Pemindahan Ibu Kota Pacu DKI Jakarta Gali Potensi Pajak
Pajak.com, Jakarta – Kepala Badan Pengelolaan Aset Daerah (BPAD) Daerah Khusus Ibu Kota (DKI) Jakarta M Reza Pahlevi menyadari, penerimaan pajak akan berkurang setelah pemindahan Ibu Kota Negara (IKN) Nusantara di Kalimantan Timur. Oleh karena itu, BPAD DKI Jakarta akan gali potensi dan menyiapkan alternatif sumber penerimaan pajak baru.

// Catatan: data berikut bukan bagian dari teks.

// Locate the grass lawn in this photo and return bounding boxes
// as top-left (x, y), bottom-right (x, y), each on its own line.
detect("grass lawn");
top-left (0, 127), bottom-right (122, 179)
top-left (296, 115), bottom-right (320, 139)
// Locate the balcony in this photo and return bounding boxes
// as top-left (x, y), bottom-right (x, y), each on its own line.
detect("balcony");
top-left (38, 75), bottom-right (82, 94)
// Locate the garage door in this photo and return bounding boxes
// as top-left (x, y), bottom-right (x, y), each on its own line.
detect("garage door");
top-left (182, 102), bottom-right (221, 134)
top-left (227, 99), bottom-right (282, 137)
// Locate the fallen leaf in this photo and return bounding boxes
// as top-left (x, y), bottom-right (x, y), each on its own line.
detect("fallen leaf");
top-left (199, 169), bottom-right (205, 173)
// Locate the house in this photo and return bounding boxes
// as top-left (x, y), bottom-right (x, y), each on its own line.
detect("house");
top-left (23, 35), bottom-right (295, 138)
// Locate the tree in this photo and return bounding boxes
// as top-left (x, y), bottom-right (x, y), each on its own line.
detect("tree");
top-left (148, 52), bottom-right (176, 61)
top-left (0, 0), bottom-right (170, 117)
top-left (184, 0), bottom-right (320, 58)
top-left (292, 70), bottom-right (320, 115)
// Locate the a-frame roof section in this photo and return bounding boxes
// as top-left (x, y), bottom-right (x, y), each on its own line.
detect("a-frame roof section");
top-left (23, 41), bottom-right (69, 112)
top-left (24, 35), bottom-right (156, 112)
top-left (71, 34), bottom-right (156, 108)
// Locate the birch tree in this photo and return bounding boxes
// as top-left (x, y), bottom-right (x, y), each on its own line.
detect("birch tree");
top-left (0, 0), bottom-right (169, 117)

“Kita antisipasi mencari sumber-sumber baru. Pindah atau tidaknya ibu kota aset harus bisa menghasilkan sesuatu untuk APBD (Anggaran Pendapatan dan Belanja Daerah) ini. Denyut nadinya itu harus bergerak terus. Salah satu langkah yang diupayakan Pemprov DKI adalah mekanisme pemanfaatan kabel fiber optik bawah tanah dengan sistem bagi hasil. Selama ini sistem yang diterapkan adalah sewa kepada perusahaan jaringan telekomunikasi. Sistem sewa sudah tidak menggiurkan lagi hari ini. Yang ada sistem bagi hasil supaya APBD kita bergeraknya cepat untuk sebagai pemasukan berupa pajak,” ungkap Reza dalam keterangan tertulis yang dikutip Pajak.com (16/8).
Pada kesempatan berbeda, Anggota Panitia Khusus (Pansus) Jakarta PascaIKN DPRD DKI Jakarta Jamaludin akan terus mendorong Pemerintah Provinsi (Pemprov) DKI Jakarta untuk menyusun rencana penggalian sumber potensi pajak baru. Pasalnya, ia juga meyakini pemindahan ibu kota akan menyebabkan APBD terkoreksi.
Pasalnya, jumlah warga DKI Jakarta akan berkurang karena migrasi, sehingga memengaruhi pendapatan yang bersumber dari pajak daerah.
“Kita akan mengalami koreksi besar dalam hal APBD. APBD kita yang sekarang Rp 80 sekian triliun. Setelah tidak menjadi ibu kota pasti koreksinya besar. Nah apa yang kita lakukan dengan APBD yang sudah terkoreksi?” kata Jamaludin dalam Rapat Pansus Jakarta Pasca-IKN, (15/8).
Wakil Sekretaris Fraksi Golkar di DPRD DKI Jakarta ini meminta Aparatur Sipil Negara (ASN) di lingkungan Pemprov DKI Jakarta segera bersiap terhadap segala kemungkinan. Apalagi sumber Pendapatan Asli Daerah (PAD) terbesar saat ini adalah dari Pajak Kendaraan Bermotor (PKB) dan pajak hiburan.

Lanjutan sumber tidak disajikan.